Questions & feedback welcome, some of the above is intentionally circumspect and more of it would need better research to stand firmly behind the dev-teams needed for a high level of city-gov’t-client support. Email: david@ppolitics.org. And if anyone would like to fund a reboot of the civiccommons.org domain as a Crunchbase for open-source, please hurry to get in touch. Our non-profit network has the domain, it’s now a Wiki resource.

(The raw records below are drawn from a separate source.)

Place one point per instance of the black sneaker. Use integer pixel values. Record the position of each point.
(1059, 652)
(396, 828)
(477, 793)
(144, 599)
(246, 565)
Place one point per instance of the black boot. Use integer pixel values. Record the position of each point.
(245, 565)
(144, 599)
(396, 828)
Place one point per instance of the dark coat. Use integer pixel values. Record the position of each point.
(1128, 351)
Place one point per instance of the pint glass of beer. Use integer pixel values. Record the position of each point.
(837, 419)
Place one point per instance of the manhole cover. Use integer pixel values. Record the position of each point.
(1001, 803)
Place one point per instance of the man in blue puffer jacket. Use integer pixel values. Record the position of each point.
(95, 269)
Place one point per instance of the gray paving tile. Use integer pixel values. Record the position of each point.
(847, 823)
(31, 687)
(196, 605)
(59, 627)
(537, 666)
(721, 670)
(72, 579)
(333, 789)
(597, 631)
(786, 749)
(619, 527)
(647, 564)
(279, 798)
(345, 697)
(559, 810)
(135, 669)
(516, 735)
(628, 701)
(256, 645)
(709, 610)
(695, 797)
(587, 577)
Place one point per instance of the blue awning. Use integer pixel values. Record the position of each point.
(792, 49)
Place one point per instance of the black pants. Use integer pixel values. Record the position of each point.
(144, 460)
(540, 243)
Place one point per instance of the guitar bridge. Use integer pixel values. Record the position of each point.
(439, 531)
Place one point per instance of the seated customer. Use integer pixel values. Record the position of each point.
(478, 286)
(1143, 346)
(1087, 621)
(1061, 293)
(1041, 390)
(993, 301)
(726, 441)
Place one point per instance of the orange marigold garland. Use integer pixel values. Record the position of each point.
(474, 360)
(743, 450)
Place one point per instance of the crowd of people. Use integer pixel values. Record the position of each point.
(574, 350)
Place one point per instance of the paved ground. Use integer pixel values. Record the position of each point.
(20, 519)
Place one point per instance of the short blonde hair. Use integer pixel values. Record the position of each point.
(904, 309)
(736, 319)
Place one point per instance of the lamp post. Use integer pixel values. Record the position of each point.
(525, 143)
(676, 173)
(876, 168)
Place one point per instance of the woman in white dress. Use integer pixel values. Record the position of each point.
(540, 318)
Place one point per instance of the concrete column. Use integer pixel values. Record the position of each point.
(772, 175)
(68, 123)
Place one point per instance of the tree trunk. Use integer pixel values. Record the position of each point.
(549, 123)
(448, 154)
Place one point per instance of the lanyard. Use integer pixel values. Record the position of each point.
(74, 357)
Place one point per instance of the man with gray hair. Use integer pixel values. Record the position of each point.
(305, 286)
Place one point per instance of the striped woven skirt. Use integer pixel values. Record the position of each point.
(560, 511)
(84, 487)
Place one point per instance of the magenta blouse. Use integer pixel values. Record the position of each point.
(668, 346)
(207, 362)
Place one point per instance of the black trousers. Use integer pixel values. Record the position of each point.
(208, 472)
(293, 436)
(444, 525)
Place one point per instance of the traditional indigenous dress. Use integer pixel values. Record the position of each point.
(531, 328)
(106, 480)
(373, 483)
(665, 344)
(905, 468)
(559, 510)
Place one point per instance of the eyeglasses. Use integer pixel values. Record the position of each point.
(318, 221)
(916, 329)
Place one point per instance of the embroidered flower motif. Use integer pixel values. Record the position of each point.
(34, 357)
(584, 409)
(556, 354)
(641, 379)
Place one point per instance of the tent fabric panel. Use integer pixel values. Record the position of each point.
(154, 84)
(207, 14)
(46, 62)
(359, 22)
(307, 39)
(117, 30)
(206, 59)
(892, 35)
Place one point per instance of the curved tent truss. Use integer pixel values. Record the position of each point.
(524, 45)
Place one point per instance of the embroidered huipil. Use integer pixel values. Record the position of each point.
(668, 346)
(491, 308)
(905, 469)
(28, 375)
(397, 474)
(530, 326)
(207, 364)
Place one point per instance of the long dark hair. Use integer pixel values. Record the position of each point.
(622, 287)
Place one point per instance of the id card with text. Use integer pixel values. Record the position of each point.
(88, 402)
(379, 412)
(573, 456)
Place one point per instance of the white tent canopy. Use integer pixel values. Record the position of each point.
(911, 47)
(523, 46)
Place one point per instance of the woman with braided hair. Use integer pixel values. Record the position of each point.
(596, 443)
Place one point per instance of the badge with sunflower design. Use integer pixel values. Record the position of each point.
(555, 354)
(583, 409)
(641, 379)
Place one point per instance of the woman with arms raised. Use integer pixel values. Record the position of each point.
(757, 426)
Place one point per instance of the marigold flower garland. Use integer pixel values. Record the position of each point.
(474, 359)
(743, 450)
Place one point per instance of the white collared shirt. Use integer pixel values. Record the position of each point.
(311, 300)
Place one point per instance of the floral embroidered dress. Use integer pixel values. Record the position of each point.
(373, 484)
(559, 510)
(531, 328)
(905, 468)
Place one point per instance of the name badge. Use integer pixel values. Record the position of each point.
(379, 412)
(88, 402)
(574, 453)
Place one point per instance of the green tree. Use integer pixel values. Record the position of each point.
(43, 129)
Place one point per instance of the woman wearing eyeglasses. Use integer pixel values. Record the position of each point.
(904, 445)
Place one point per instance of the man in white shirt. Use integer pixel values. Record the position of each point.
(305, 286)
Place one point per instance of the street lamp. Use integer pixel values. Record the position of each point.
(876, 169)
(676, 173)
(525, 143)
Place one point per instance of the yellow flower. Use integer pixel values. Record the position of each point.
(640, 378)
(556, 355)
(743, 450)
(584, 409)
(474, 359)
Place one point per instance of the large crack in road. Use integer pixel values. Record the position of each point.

Note: I’ve put aside campaign contribution disclosure resources — such as the very-good Checkbook NYC — or open311 portals and the standard that power them — as being a related but different issues. I put aside important SMS-delivery services, such as around election deadlines and two-way community feedback, since I’m not closely familiar with open-source performant SMS services and API’s (though our NYC Councilmatic used a local homebrew solution, HeartGov, for easy neighborhood feedback). Similarly, for the following democracy enhancements: easy public questions-and-answers with city elected officials, through AskThem; collaborative legislative drafting, through myMadison; liquid feedback deliberation, through DemocracyOS; collaborative power & influence watchdogging, through LittleSis; and others.